NeuroAI and Beyond: Bridging Between Advances in Neuroscience and Artificial Intelligence
Summary: arXiv:2604.18637v1 Announce Type: cross
Abstract
Neuroscience and Artificial Intelligence (AI) have made impressive progress in recent years but remain only loosely interconnected. Based on a workshop convened by the National Science Foundation in August 2025, we identify three fundamental capability gaps in current AI: the inability to interact with the physical world, inadequate learning that produces brittle systems, and unsustainable energy and data inefficiency. We describe the neuroscience principles that address each: co-design of body and controller, prediction through interaction, multi-scale learning with neuromodulatory control, hierarchical distributed architectures, and sparse event-driven computation. We present a research roadmap organized around these principles at near, mid, and long-term horizons. We argue that realizing this program requires a new generation of researchers trained across the boundary between neuroscience and engineering, and describe the institutional conditions: interdisciplinary training, hardware access, community standards, and ethics, needed to support them. We conclude that NeuroAI, neuroscience-informed artificial intelligence, has the potential to overcome limitations of current AI while deepening our understanding of biological neural computation.
The Need for Integration
As the fields of neuroscience and artificial intelligence continue to evolve, the integration of these domains has become increasingly crucial. Despite significant advancements in both fields, the synergies that could be derived from their intersection remain largely untapped. The workshop convened by the National Science Foundation highlights the pressing need to bridge this gap to enhance AI systems.
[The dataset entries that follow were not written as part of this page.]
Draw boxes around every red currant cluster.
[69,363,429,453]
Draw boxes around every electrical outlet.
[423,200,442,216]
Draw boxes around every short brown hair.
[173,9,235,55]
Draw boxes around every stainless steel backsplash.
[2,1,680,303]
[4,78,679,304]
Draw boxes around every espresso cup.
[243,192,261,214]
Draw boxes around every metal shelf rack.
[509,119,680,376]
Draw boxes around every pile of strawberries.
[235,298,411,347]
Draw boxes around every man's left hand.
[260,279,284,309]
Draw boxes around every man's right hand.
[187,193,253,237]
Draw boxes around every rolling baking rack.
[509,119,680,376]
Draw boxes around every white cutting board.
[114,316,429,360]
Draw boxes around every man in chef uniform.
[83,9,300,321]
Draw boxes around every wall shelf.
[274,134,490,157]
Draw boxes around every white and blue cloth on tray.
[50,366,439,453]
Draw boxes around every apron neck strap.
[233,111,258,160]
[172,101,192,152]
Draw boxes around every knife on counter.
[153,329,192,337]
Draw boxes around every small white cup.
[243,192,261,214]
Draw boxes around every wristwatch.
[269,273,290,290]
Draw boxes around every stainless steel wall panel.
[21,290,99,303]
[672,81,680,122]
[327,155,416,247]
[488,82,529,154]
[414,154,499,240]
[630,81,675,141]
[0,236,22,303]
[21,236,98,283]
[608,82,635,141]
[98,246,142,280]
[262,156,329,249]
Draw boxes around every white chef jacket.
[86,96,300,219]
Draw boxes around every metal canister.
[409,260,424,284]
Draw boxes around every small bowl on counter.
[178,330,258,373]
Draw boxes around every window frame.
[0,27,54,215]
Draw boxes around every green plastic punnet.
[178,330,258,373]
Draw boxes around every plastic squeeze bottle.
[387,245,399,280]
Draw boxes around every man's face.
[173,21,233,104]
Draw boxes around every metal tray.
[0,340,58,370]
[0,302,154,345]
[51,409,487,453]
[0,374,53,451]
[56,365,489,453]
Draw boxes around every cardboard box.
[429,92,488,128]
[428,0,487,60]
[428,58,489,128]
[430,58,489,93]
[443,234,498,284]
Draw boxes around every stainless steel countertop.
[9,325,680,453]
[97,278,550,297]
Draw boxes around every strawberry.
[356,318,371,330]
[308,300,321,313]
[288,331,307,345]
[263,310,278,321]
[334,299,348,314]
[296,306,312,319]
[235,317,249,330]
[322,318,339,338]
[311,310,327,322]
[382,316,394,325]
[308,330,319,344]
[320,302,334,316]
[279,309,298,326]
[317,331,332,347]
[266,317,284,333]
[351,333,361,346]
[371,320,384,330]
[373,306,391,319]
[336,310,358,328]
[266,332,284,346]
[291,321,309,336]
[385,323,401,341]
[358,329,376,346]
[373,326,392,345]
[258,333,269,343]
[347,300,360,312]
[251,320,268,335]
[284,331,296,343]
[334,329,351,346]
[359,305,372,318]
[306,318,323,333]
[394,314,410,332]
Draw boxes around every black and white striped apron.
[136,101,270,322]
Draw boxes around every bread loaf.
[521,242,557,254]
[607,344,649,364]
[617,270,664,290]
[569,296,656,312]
Identifying Capability Gaps
Three primary capability gaps were identified in current AI technologies:
- Inability to Interact with the Physical World: Current AI systems often function in isolated environments, lacking the ability to adapt and respond to real-world dynamics.
- Brittle Learning Systems: Many AI models struggle with generalization, leading to performance issues when faced with novel situations.
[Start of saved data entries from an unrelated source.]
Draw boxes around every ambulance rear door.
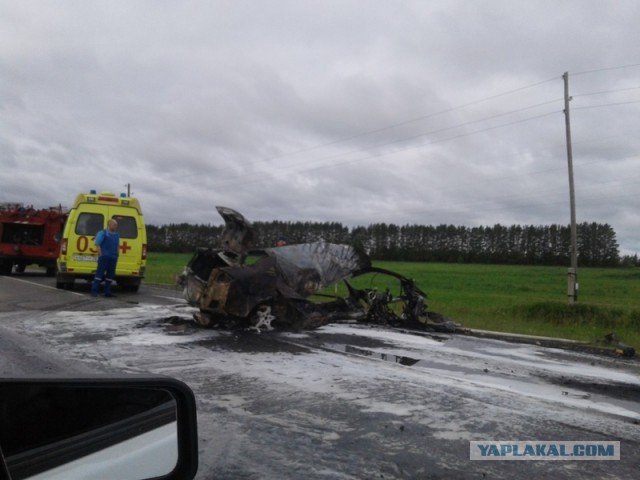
[109,206,144,277]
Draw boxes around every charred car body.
[178,207,455,332]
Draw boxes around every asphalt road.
[1,271,640,479]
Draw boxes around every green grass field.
[146,253,640,349]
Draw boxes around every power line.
[206,110,560,190]
[572,100,640,110]
[160,103,636,215]
[166,73,638,184]
[571,63,640,76]
[158,68,639,199]
[242,76,560,163]
[163,76,560,181]
[264,98,562,174]
[301,111,560,174]
[191,101,562,190]
[194,83,638,187]
[572,85,640,98]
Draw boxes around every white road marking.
[5,276,85,296]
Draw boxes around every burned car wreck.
[177,207,456,332]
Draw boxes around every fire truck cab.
[0,204,67,276]
[56,191,147,292]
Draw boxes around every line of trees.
[147,221,633,267]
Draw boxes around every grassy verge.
[403,262,640,350]
[146,253,640,349]
[145,253,192,285]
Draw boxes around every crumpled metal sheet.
[216,206,254,258]
[264,241,370,298]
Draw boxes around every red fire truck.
[0,204,68,276]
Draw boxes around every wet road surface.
[1,272,639,479]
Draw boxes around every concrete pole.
[563,72,578,304]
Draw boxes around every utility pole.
[125,183,131,197]
[563,72,578,304]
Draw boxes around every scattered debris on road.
[600,332,636,358]
[177,206,458,333]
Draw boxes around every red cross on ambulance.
[119,241,132,255]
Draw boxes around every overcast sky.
[1,1,639,254]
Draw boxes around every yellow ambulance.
[56,191,147,292]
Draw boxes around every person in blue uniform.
[91,219,120,297]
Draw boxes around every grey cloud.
[1,0,638,255]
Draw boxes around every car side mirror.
[0,375,198,480]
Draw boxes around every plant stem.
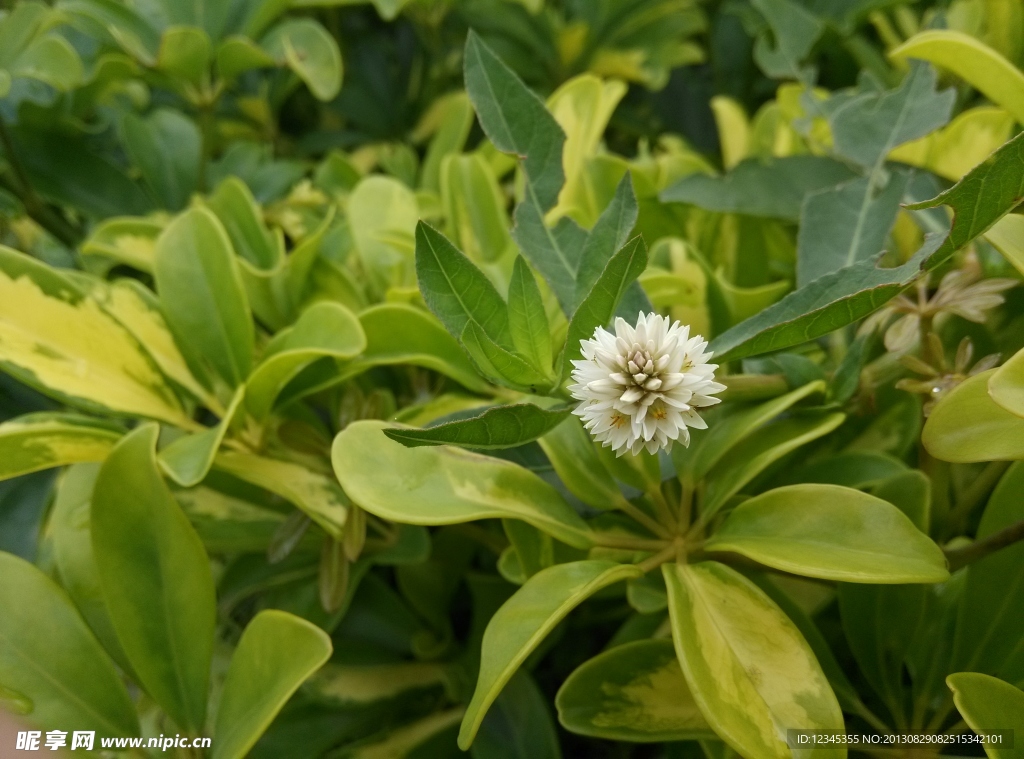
[615,497,673,538]
[592,534,671,552]
[945,517,1024,571]
[718,373,789,402]
[648,486,677,533]
[636,542,679,573]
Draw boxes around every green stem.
[615,497,673,539]
[648,486,677,533]
[945,517,1024,572]
[636,542,679,573]
[593,534,671,552]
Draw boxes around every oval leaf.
[213,610,332,759]
[923,369,1024,462]
[556,638,713,743]
[333,420,593,548]
[663,561,845,759]
[946,673,1024,759]
[705,484,949,583]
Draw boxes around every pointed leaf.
[508,256,553,377]
[384,403,571,450]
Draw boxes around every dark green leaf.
[384,403,571,450]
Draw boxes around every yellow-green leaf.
[923,370,1024,462]
[0,413,121,481]
[663,562,845,759]
[891,31,1024,124]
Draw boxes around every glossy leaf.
[539,416,627,510]
[384,403,571,450]
[159,386,245,487]
[0,551,138,738]
[333,420,593,548]
[91,424,216,732]
[473,671,562,759]
[923,370,1024,462]
[0,413,121,481]
[663,562,845,759]
[556,638,712,742]
[213,610,333,759]
[988,346,1024,418]
[459,560,643,749]
[947,673,1024,759]
[705,484,949,583]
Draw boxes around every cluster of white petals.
[569,312,724,456]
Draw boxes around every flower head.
[569,312,723,456]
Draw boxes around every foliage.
[1,0,1024,757]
- Energy and Data Inefficiency: The demand for vast amounts of data and energy consumption in training AI systems is unsustainable.
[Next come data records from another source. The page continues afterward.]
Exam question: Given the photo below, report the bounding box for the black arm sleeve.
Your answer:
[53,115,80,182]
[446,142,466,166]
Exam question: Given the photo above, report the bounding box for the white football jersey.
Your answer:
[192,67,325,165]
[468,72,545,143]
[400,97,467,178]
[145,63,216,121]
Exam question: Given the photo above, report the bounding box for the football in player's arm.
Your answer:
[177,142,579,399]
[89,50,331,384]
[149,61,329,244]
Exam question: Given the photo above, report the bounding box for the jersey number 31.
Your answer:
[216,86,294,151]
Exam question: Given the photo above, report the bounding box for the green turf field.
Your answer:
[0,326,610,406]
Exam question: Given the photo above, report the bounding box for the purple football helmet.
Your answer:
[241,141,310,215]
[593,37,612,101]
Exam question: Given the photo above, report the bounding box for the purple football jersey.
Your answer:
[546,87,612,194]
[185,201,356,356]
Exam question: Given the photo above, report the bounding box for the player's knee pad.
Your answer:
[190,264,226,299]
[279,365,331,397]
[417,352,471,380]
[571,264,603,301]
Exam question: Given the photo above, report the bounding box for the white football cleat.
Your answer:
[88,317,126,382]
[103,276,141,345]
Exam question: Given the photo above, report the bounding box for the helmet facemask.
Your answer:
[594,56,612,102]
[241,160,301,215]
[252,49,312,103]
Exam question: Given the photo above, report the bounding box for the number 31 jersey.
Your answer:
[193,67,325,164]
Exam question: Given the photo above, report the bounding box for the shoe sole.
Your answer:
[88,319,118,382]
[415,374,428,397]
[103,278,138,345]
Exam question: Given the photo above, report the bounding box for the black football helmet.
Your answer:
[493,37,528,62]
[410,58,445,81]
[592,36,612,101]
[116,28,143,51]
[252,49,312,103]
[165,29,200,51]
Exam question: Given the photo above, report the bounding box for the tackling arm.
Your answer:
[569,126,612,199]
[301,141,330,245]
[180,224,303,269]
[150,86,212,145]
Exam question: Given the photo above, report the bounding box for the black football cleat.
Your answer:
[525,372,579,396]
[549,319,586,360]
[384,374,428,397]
Neuroscience Principles to Address Gaps
To address these challenges, several neuroscience principles have emerged as potential solutions:
- Co-design of Body and Controller: Developing AI systems that can physically interact with their environment, akin to biological organisms.
- Prediction through Interaction: Utilizing predictive models that learn from real-time interactions to enhance decision-making processes.
- Multi-scale Learning with Neuromodulatory Control: Implementing learning mechanisms that mimic biological neural processes, allowing for adaptability and resilience.
- Hierarchical Distributed Architectures: Creating networks that replicate the structure of biological brains, promoting efficient information processing.
- Sparse Event-driven Computation: Reducing energy consumption by mimicking the event-driven nature of neural communication.
A Roadmap for the Future
The workshop proposes a comprehensive research roadmap structured around these principles. This roadmap is categorized into near, mid, and long-term goals, each aimed at progressively addressing the identified capability gaps. Achieving these objectives hinges on fostering a new generation of researchers equipped with interdisciplinary training that spans both neuroscience and engineering.
Conclusion
In conclusion, the concept of NeuroAI presents a promising avenue for overcoming the limitations of current AI systems. By harnessing insights from neuroscience, we can not only enhance the capabilities of artificial intelligence but also deepen our understanding of biological neural computation. The successful realization of this vision will depend on the establishment of supportive institutional frameworks that promote interdisciplinary collaboration, ethical standards, and access to necessary resources.